Based on the two word clouds, it becomes clear that the negative sentences in both corpora refer to different topics. The Corpus Conservative deals primarily with topics related to (domestic) political debates, including Joe Biden’s “Green Deal” as well as other primarily political-economic topics such as “energy”, “inflation” or “crisis”.

The negative sentences in the Corpus Liberal, on the other hand, focus on the effects of the climate crisis, including the increasing heat (“heat,” “record,” “wave”) and its dangers (“extinct,” “destructive,” “alerts,” “dangerous”), but also political aspects play a certain role (“Biden”).

Conclusion¶

From a content-related perspective, it can be stated that the three-part analysis (NER, BoW, sentiment) revealed that the articles in the Corpus Conservative primarily discuss U.S. domestic political aspects of climate change, which are particularly related to the effects of climate policy (inflation, energy security, etc.).

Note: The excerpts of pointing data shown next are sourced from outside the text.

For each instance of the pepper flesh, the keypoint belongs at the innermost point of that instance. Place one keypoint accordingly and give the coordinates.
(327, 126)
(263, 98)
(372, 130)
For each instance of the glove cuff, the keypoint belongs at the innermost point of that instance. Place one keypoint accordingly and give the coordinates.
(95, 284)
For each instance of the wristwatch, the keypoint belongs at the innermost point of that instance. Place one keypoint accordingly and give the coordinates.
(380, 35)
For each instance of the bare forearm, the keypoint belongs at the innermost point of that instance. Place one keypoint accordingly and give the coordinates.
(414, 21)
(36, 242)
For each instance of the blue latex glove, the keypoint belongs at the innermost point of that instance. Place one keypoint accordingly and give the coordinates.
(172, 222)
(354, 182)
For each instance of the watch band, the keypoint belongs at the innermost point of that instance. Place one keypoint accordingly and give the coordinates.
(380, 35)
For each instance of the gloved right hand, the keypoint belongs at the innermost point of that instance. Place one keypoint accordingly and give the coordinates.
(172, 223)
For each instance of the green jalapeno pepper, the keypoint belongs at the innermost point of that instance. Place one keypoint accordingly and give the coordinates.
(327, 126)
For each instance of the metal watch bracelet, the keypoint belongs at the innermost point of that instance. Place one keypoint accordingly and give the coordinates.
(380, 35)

Since these topics are also frequently mentioned in the negative headlines, with a high frequency of words such as “Democrats” and “Joe Biden”, they show the negative view on climate-related politics in conservative U.S. media.

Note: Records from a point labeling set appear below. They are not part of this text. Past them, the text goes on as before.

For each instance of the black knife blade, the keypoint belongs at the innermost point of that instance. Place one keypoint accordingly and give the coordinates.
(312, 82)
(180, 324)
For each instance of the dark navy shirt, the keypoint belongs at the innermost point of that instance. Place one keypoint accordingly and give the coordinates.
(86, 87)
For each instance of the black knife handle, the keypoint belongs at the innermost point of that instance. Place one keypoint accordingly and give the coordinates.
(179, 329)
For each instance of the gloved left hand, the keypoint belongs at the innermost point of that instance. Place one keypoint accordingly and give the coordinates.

Even though these topics are definitely also taken up by the articles in Corpus Liberal, concrete (negative) effects of the climate crisis are clearly more present in Corpus Liberal, both in and outside the U.S.

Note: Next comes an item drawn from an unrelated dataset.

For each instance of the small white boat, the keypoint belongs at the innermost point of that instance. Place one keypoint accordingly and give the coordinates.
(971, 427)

In a next step, these hypotheses should be tested by conducting a qualitative analysis of individual examples in the form of a so-called mixed-methods approach. One first step could be to display a selection of negative titles from both corpora and compare them with each other.

Qualitative Analysis¶

In [51]:
import random
In [52]:
# Corpus Conservative
random.shuffle(neg_sentences_A_list)
neg_sentences_A_list[:5]
Out[52]:
["Dems 'hate' democratic process judging by reaction to Supreme Court EPA ruling: Sen. Lee",
 "Biden announces executive actions on 'climate crisis,' focuses on extreme heat and boosting offshore wind",
 'Poll: 78% Believe Nation on Wrong Track, Up 27 Points Under Biden',
 "There are consequences to having 'woke nonsense' in our military: Retired Army colonel",
 "Prince Harry Ripped for Trashing United States in U.N. Speech: 'Useful Idiot,' 'Go Home, Little Boy'"]
In [53]:
# Corpus Liberal
random.shuffle(neg_sentences_B_list)
neg_sentences_B_list[:5]
Out[53]:
['Hurricane and typhoon numbers are decreasing, study finds, even as they become more destructive',
 'The U.S. plan to avoid extreme climate change is running out of time',
 "Joe Manchin, who just torpedoed Democrats' climate agenda, has long ties to coal industry",
 'Nepal may move Everest Base Camp',
 'Derecho turns sky green, sweeps through 5 states with 90 mph winds']

In sum, I hope to have shown how easy it is to conduct data-driven research with Python. Even though we did not apply any advanced methods (such as clustering algorithms, collocation analysis, etc.), the analysis of a rather small data basis of article headlines gathered via the free tier of the News API already resulted in interesting insights and working hypotheses for a basic research on the debates around “climate change” in U.S. media. Thus, data science with Python does not necessarily demand a PhD in computer science, a large dataset or a sophisticated research question. Sometimes, it can be as interesting and satisfying to examine small bits of data related to everyday topics without having to dedicate the next six months of your life to this task.